Judi Dench opens Queen’s Green Canopy Garden at first autumn Chelsea Flower Show
Dame Judi officially opened the Queen's Canopy Garden, ITV News Royal Editor Chris Ship reports
Dame Judi Dench officially kicked off the Chelsea Flower Show on Monday which is set to include major exhibits to mark the Queen's platinum jubilee and highlight the climate crisis.
The James Bond actress was one of several famous faces who attended the opening ceremony and got a first glimpse of the first ever autumn Royal Horticultural Society (RHS) Show.
This year's show will take on a more climate conscious approach ahead of the COP26 conference, while dahlias, pumpkins and autumn colours replaced spring and early summer blooms, as the show shifts seasons due to the pandemic.
Dame Judi said the show looked “as always, immaculate” as she officially opened the RHS Queen’s Green Canopy Garden - the largest plot at the show - featuring 21 trees and more than 3,500 plants to highlight the importance of trees and woodland.
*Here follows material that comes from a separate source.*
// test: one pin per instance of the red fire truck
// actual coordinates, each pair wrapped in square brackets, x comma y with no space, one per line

The Academy Award winning actress said she had two passions in life, William Shakespeare and trees, and had planted trees in her garden to pay tribute to each of her friends who had died.
Dame Judi said she had already got her tree to plant in honour of the Queen’s platinum jubilee - a Himalayan silver birch.
She said: “We have never had the opportunity to celebrate a platinum jubilee before, never had someone 70 years on the throne before.
“The work the Queen has done, is doing, is remarkable, and what better way to celebrate than by having a garden and then for all of us to take that on and plant a tree, which is also doing something for climate change.”
Celebrities including Anneka Rice, Downton Abbey actor Jim Carter, The Only Way Is Essex's Gemma Collins, and actress and comedian Sally Phillips were among those getting a first look at the event before members of the royal family, including the Earl and Countess of Wessex and the Princess Royal, tour the show later on Monday.
Meanwhile, Environment Secretary George Eustice and other ministers toured the Cop26 garden - one of the highlights of the show focusing on the climate crisis in the run-up to key UN talks being held in Glasgow in November.
The garden is divided into four sections exploring different aspects of climate change, including negative garden practices such as paving over areas, ways to cope with temperature changes such as planting for drought, measures to support the environment and working with nature.
Its co-designer Marie-Louise Agius said she hoped the garden, which features composting, a wildlife garden, leaving edges of lawns long for nature and ways to manage water better, would be informative, educational and inspirational.
As to what visitors, or viewers seeing it on TV, could take away from the garden, she said: “I hope it will empower them.
"So many of these enormous issues we face – and climate change is a global issue – everyone assumes it’s for other people to deal with, it’s for governments to deal with.
“Yes, it is for others, yes, it is for governments, but it’s also for each one of us individually. What I want people to take away is to think: ‘I can make a difference.'”
Shifting the show to autumn this year - after it was cancelled altogether and taken online in 2020 as a result of Covid-19 - has provided challenges for designers who have had to change their displays.
Different plants have taken centre stage compared to what is seen at the show’s usual May slot, with blooms such as asters and dahlias, trees full of fruit and berries, grasses and seed heads, and autumn bulbs such as nerines.
The grand pavilion is missing its usual floral scent, as pumpkins and other harvest fruit and veg take centre stage.
Helena Pettit, director of gardens and shows at the RHS, said putting on a September show had been a "challenge", adding: “But one that’s been embraced by industry, and from that perspective it’s just been fantastic.”
Other gardens at the show include the M&G garden designed as an urban green haven for people and wildlife in the form of a “pocket park”, a Guide Dogs 90th anniversary garden and a series of balcony gardens for those with only a little outside space to spare.
The Florence Nightingale Garden, which marks the bicentenary of the birth of the trailblazing nurse and celebrates the importance of the nursing profession in the 21st century, will be relocated to St Thomas’ Hospital in London in 2022 – to a spot currently being used as a Covid-19 testing and vaccination centre.